RT-PCR and Quantitative real-time PCR
Primers were designed using Primer Express Version 2.0 (Applied Biosystems) (Table S1). The internal control genes tested were groEL for A. marginale and rpll for B. abortus 2308. Ten-fold serial dilutions of the cDNA were used in the real-time PCR to construct the standard curve and calculate the efficiency for each set of primers. Assays with a correlation coefficient (r) value of >0.99 were considered acceptable. Quantitative PCR was performed with a real-time instrument (ABI PRISM®, 7000, Sequence Detection System, Applied Biosystems) using a Quantitect SYBR green (QIAGEN). Results were analyzed using the relative expression software tool (REST) for group-wise comparisons for the tatA, tatB and tatC genes and statistical analysis of the relative tatA, tatB and tatC expression rates [45].

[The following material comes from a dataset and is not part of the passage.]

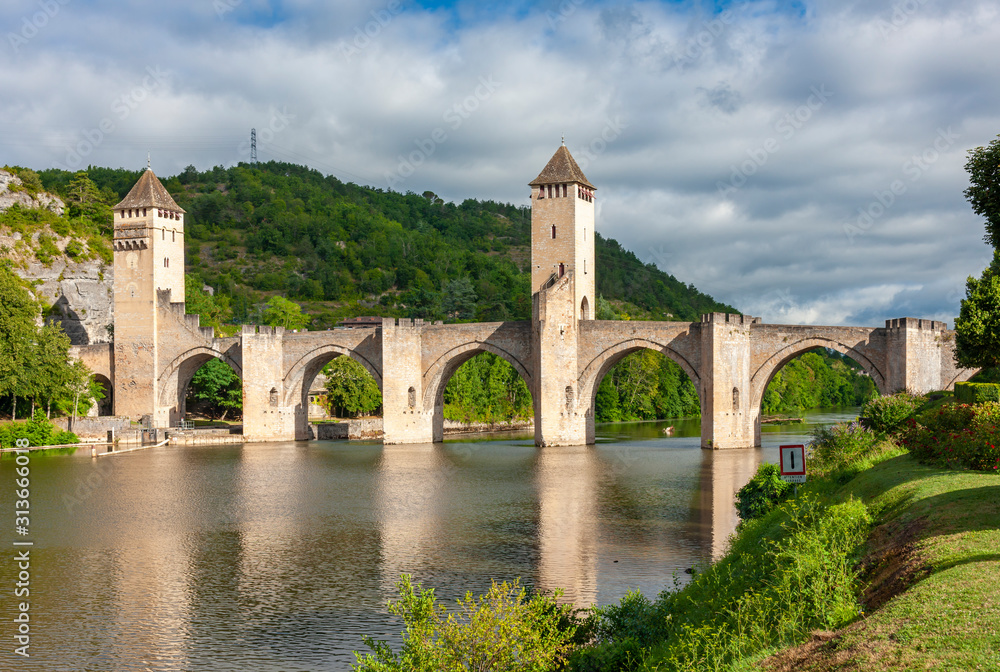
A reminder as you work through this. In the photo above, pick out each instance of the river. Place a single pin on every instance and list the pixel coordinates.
(280, 556)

In silico prediction of Tat substrates
Potential Tat substrates in the protein set coded by the annotated genomes of Anaplasmataceae (12 species) and Brucellaceae (10 species) families, available at NCBI, were searched using the three existing programs for Tat signal prediction: TatP (http://www.cbs.dtu.dk/services/TatP/; [46], TATFIND (http://signalfind.org/tatfind.html; [47] and PRED-TAT (http://www.compgen.org/tools/PRED-TAT/ [48]. The TatP program combines the search of patterns of amino acid sequences with two neural networks one trained to detect cleavage sites and the other to determine whether an amino acid belongs to the Tat signal peptide or not. TATFIND predicts Tat sites by searching patterns of amino acid sequences and hydrophobicity. PRED-TAT applies Hidden Markov models to predict and discriminate between Sec and Tat signal peptides. TatP and TATFIND were run from their respective servers. The authors of PRED-TAT provide a repository of pre-processed bacterial genomes from which we extracted the predicted Tat targets for the Anaplasmataceae and Brucellaceae proteins (http://www.compgen.org/tools/PRED-TAT/supplement/genomes). We considered that a protein contained a putative Tat signal if it was predicted by at least two of the software programs.
Results
Organization and distribution of Tat genes among the α-proteobacteria
To explore the genomic architecture of the Tat system in the α-proteobacteria, we carried out a comparative analysis by selecting 53 genomes which represent all orders within the class. We confirmed the presence of the tatA, tatB and tatC orthologs genes in 42 out of the 53 genomes studied, while in the remaining 11 genomes we only detected the tatA and tatC orthologs (Figure 1A). Previous results from our laboratory using a phoA fusion system for experimentally detecting signal peptides in A. marginale allowed us to identify an open reading frame (ORF) of 171 nucleotides flanked by the loci tags AM392 and AM394, omitted in the annotation of the A. marginale str. St. Maries genome [49]. Translation of the ORF rendered a predicted protein of 53 amino acids with a highly conserved N-terminal region identified as the tatA gene (Figure S1). Likewise, the tatA gene is missing in Ehrlichia ruminantium str. Gardel annotated genome [50]. Indeed, ORFs of small size like tatA are prone to misidentification via standard genome automation methods. In addition, using tblastn we confirmed that species from the genera Rickettsia, Neorickettsia, Orientia and Wolbachia lacked the tatB gene. The genomes were sorted in three different groups according to operon structure conservation and synteny (Figure 1A). The first group encompasses all the genomes analyzed from Rhizobiales (including B. abortus), Caulobacterales, Rhodobacterales, Sphingomonadales and two species from the order Rhodospirillaes, Rhodospirillum rubrum ATCC 11170 and Magnetospirillum magenticum AMB-1. They all have the commonly described organization with the three genes as part of a single operon. The second group has a partially dispersed organization, in which the tatA locus maps in a different location from that of the tatBC operon but codes in the same strand. This group consists of two members: Gluconobacter oxydans and Acidiphilium cryptum JF-5, both from the Acetobacteraceae family. The last group included several genera of the order Rickettsiales: Anaplasma, Ehrlichia, Neorickettsia (family Anaplasmataceae), Wolbachia and Rickettsia (family Rickettsiaceae), and showed a completely scattered distribution of the tat genes in well-separated locations of the circular genomes (Figure 1B). Organisms lacking a tatB homolog, with the exception of Neorickettsia species, also encode tatA and tatC in different genome strands.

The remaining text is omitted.